While yoga focuses on breathing and physical movement, its benefits aren't limited to improved flexibility and strength.

Katya Sidelnik, owner of Inner Jasmine Yoga and Wellness in Hinsdale, said practicing yoga has changed how she sees the world.

"It has really taught me this way of living through compassion and being able to understand different people's points of view, perspectives, thoughts and feelings and being able to respect everyone for who they are, where they're at, without any desire for change or fixing, but just being."

Sidelnik finds her clients are interested in yoga for a variety of reasons.

"People coming in right now are looking for a combination of everything," she said. "They are looking for a reset in their lifestyle - how they move, how they breathe, how they eat, how they think - to try to make their lives better during their day to day, not just (while they are) here."

The physical movement in yoga is focused on moving energy in the body and releasing stress, she said. Just two minutes of diaphragmatic breathing allows the vagus nerve, the main nerve in the parasympathetic nervous system, to reset. The nerve helps the body rest, digest and calm down.

While yoga can be practiced at home, Sidelnik said working with an instructor is useful.

"To receive the most optimal benefits of yoga, it would be important to have access to an instructor that can create a home program and work with a person in devising that goal," she said.

"I have some clients that come three times a week because they are working on very specific things, and I have some that are once a month and I give them the next thing they are working on."

Sidelnik is in the process of earning credentials from Memorial Sloan Kettering in New York for a new program for individuals who have been diagnosed with cancer and for caregivers.

She appreciates the meaning of the phrase "lifestyle yoga"

"I truly try to live with faith, hope and love," she said.

Choosing the right fuel

With endless recommendations on the Internet of the latest and greatest superfood to eat or diet to follow, people are making nutrition more complicated than it needs to be.

That's the opinion of Kathy Napleton, owner of Nourished in Hinsdale, which offers wellness workshops, nutrition coaching classes and detox kits.

"What we find is that most of these avenues that people take are simply not sustainable in the long term," Napleton said. "What we try to do is get back to the basics. We want to teach you about balance and how the body requires a balance and a variety of nutrients in order to maintain health long-term."
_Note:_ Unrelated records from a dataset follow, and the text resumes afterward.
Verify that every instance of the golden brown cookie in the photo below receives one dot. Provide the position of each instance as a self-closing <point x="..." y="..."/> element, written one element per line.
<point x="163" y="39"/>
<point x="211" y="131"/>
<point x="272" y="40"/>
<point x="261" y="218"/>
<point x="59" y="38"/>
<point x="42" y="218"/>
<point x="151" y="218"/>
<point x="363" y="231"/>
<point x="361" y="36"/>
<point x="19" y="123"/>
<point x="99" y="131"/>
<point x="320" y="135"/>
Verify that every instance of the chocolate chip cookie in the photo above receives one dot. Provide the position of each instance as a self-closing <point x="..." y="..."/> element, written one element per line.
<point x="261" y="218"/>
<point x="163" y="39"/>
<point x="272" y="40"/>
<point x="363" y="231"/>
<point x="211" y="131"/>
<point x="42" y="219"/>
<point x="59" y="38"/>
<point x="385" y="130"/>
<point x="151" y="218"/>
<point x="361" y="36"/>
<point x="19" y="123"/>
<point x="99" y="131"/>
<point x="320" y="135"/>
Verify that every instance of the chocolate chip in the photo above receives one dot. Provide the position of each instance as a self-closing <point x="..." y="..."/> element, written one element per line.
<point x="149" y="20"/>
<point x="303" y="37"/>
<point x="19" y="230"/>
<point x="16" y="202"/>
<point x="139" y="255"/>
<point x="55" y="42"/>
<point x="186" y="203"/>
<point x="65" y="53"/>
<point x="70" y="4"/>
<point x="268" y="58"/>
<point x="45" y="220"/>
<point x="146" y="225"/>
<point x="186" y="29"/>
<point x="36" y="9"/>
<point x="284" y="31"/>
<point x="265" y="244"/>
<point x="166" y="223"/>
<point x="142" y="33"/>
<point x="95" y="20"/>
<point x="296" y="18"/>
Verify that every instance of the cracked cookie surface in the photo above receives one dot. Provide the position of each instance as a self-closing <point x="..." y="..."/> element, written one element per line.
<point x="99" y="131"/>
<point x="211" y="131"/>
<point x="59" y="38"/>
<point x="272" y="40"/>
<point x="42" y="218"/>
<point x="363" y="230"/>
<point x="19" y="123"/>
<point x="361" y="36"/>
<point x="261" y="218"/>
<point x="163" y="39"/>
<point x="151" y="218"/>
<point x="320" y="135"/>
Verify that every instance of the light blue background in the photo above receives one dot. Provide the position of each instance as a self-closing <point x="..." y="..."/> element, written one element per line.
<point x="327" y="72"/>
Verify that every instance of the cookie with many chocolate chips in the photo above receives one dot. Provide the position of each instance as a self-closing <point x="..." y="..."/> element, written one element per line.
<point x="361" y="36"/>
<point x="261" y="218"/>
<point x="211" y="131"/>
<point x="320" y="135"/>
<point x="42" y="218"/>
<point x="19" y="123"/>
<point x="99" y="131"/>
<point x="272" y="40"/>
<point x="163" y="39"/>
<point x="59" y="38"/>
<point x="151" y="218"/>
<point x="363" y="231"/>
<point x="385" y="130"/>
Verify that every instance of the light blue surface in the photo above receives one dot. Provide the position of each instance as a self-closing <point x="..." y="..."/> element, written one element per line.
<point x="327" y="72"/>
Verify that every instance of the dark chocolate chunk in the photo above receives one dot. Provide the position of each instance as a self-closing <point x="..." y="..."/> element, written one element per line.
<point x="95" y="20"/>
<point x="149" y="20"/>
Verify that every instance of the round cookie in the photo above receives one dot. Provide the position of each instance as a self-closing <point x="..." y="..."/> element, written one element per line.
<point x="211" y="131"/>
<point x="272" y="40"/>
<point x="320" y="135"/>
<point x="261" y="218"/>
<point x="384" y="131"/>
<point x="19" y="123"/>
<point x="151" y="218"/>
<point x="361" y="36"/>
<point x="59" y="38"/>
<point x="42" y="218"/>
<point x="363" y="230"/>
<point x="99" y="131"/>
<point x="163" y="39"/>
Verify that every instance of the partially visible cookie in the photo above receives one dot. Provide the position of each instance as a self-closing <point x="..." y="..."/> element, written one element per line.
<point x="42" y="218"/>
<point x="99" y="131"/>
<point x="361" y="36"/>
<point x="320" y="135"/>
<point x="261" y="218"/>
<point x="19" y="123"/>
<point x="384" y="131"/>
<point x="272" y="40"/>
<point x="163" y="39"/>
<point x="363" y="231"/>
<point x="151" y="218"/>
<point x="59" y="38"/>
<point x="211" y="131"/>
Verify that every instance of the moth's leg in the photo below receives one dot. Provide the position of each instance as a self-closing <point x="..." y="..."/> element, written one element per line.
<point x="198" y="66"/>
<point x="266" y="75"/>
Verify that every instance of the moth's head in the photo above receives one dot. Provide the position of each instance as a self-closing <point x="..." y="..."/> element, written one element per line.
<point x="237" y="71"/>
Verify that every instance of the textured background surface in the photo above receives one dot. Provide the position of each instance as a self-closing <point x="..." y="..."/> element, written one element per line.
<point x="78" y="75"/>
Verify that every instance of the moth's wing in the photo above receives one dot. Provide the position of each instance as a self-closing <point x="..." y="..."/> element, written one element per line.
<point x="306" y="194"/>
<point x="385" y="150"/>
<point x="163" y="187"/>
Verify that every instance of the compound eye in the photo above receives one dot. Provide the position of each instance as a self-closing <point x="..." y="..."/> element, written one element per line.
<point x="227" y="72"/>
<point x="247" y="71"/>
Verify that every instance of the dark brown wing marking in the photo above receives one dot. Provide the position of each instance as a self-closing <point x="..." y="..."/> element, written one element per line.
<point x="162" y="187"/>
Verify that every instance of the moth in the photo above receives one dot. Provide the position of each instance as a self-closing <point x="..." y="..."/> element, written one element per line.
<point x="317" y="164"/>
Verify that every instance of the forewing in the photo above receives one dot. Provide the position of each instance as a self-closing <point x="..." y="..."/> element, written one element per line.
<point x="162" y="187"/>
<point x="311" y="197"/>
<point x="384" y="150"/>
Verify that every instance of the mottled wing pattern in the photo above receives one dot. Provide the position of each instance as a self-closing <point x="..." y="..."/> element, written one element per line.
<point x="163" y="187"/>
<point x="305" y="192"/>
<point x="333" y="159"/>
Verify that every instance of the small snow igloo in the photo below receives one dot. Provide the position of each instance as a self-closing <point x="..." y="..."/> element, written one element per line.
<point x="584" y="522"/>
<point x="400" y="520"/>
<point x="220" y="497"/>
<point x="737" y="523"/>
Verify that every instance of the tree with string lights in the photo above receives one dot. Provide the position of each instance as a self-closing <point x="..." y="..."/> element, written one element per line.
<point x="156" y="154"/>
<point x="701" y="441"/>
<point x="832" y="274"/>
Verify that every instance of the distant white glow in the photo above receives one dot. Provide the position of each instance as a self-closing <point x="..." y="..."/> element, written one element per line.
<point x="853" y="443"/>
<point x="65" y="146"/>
Generic recommendations on what to eat or not eat fail to take into account a person's unique health factors and lifestyle behaviors.

"When we go on these fad diets or these one-size-fits-all diets in America, we're really affecting our health," she said.

A focus on eating right to lose weight also sets people up to practice good nutrition in the short run, to lose 10 pounds for a wedding or vacation, rather than making diet and lifestyle adjustments that will be permanent.

That doesn't mean people can't ever have a piece of cake or glass of wine.

"There is no problem having some indulgences. We're human," Napleton said.

People should practice eating healthy 80 percent of time.

"Most Americans are practicing the 20/80 instead of the 80/20," she noted, as reflected in the high rates of cancer, heart disease and obesity in America.

A paradigm shift does seem to be underway, Napleton observed, which is good news.

"We must make a shift, especially for the next generations, and teach them what this beautiful human body actually needs in order for it to thrive," she said.

And that is a lot of vegetables (in all colors of the rainbow), some fruit and some healthy animal protein. Napleton also recommends periodic cleansing and detoxing to clean out the liver and kidney.

She points to the simple advice of Michael Pollen of the University of California at Berkeley, which boils down to the following: "Eat real food, mostly plants, not too much," she said. "That's it in a nutshell."